Frases de Julian Jaynes - A civilização é a arte de v...

A civilização é a arte de viver em cidades de tal tamanho que todos não conhecem todos os outros.
Julian Jaynes
Significado e Contexto
A citação de Julian Jaynes define civilização não como mero avanço tecnológico ou cultural, mas como uma 'arte' - uma habilidade prática adquirida para viver em aglomerados urbanos onde a escala impede o conhecimento pessoal entre todos os habitantes. Esta perspetiva sublinha uma mudança fundamental nas dinâmicas sociais: enquanto em comunidades pequenas as relações são baseadas no reconhecimento direto e na responsabilidade mútua, nas cidades o anonimato torna-se uma condição estrutural. Jaynes sugere que a verdadeira marca da civilização está na capacidade de criar sistemas, normas e instituições que permitam a coexistência pacífica entre estranhos, substituindo os laços pessoais por contratos sociais implícitos. Esta visão contrasta com ideais românticos de comunidade, destacando em vez disso a adaptação humana a ambientes de impessoalidade. A 'arte' mencionada envolve desenvolver competências como a tolerância, o respeito pelo espaço alheio e a confiança em estruturas abstractas (leis, mercados, serviços públicos). A citação convida à reflexão sobre os custos e benefícios deste modelo: por um lado, permite liberdade e privacidade; por outro, pode gerar solidão e desenraizamento. É uma definição que valoriza a complexidade organizacional sobre a simplicidade das relações face a face.
Origem Histórica
Julian Jaynes (1920-1997) foi um psicólogo e escritor norte-americano, conhecido pela sua obra controversa 'The Origin of Consciousness in the Breakdown of the Bicameral Mind' (1976). Embora esta citação específica não seja central na sua teoria mais famosa sobre a consciência, reflete o seu interesse interdisciplinar pela evolução cultural e psicológica humana. Jaynes viveu durante um período de rápida urbanização e transformação social no século XX, o que influenciou as suas reflexões sobre como as estruturas mentais e sociais se adaptam a novos ambientes.
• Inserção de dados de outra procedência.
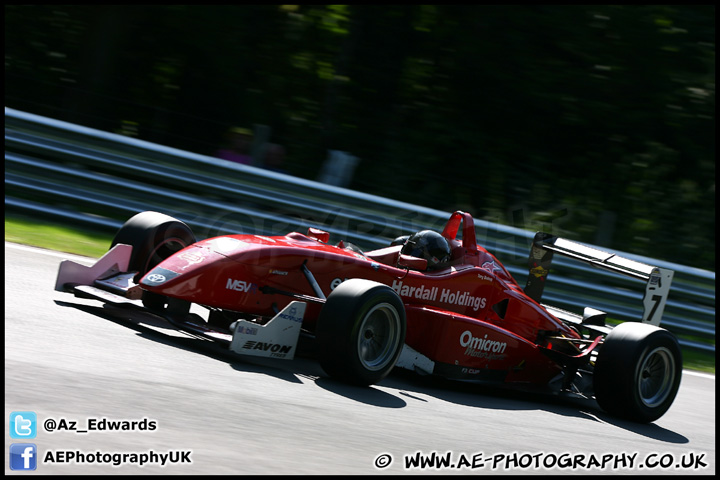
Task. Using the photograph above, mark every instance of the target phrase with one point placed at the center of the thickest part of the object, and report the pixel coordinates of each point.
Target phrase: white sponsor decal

A citação surge provavelmente dos seus escritos ou palestras sobre a natureza da civilização, embora não esteja claramente atribuída a uma obra específica.
Relevância Atual
Esta frase mantém uma relevância aguda no século XXI, onde a urbanização global atinge níveis sem precedentes e as tecnologias digitais criam novas formas de anonimato e conexão superficial. Em megacidades com milhões de habitantes, o desconhecimento entre indivíduos é a norma, levantando questões sobre coesão social, saúde mental e governança. A citação ajuda a explicar fenómenos contemporâneos como a solidão urbana, a dependência de apps para socializar, ou os movimentos de 'volta às pequenas comunidades'. Além disso, numa era de redes sociais onde se pode ter milhares de 'amigos' sem conhecer verdadeiramente nenhum, a reflexão de Jaynes sobre a arte de viver entre desconhecidos ganha novas camadas de significado, convidando a repensar o equilíbrio entre escala e intimidade nas sociedades modernas.
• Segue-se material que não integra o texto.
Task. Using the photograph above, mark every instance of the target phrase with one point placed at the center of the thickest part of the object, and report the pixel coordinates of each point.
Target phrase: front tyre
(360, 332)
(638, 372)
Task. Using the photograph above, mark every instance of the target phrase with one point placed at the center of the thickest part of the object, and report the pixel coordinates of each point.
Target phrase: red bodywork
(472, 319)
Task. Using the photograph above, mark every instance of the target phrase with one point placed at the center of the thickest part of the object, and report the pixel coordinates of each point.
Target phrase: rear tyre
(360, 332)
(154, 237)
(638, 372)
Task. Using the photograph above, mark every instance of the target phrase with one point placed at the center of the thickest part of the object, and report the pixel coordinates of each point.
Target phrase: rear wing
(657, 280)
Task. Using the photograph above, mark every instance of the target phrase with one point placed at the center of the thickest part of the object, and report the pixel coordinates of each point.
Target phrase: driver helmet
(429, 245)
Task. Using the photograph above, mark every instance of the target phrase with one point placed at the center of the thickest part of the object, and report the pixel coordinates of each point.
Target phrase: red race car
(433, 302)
Fonte Original: Atribuída a Julian Jaynes em contextos filosóficos e académicos, mas sem referência específica a uma obra publicada. Pode derivar de palestras, entrevistas ou escritos menores.
Citação Original: Civilization is the art of living in towns of such size that everyone does not know everyone else.
Exemplos de Uso
- Num debate sobre planeamento urbano, um arquiteto citou Jaynes para defender a necessidade de espaços públicos que combatam o isolamento em grandes cidades.
- Um artigo sobre a crise de saúde mental nas metrópoles usou a citação para ilustrar como o anonimato pode exacerbar sentimentos de invisibilidade social.
- Num curso de sociologia, o professor apresentou a frase para contrastar sociedades tradicionais com comunitárias e sociedades modernas baseadas em interações impessoais.
Variações e Sinônimos
- A cidade é o lugar onde ninguém conhece o nome do vizinho.
- O progresso civilizacional mede-se pela capacidade de viver entre estranhos.
- Nas metrópoles, a arte é esquecer que se é um estranho para os outros.
- Ditado popular: 'Em terra de cegos, quem tem um olho é rei' (refletindo a perda de referências pessoais em escala).
Curiosidades
Julian Jaynes era um académico pouco convencional que combinava psicologia, arqueologia e literatura na sua pesquisa; a sua teoria sobre a origem da consciência foi inicialmente ridicularizada, mas ganhou seguidores em campos como a filosofia da mente.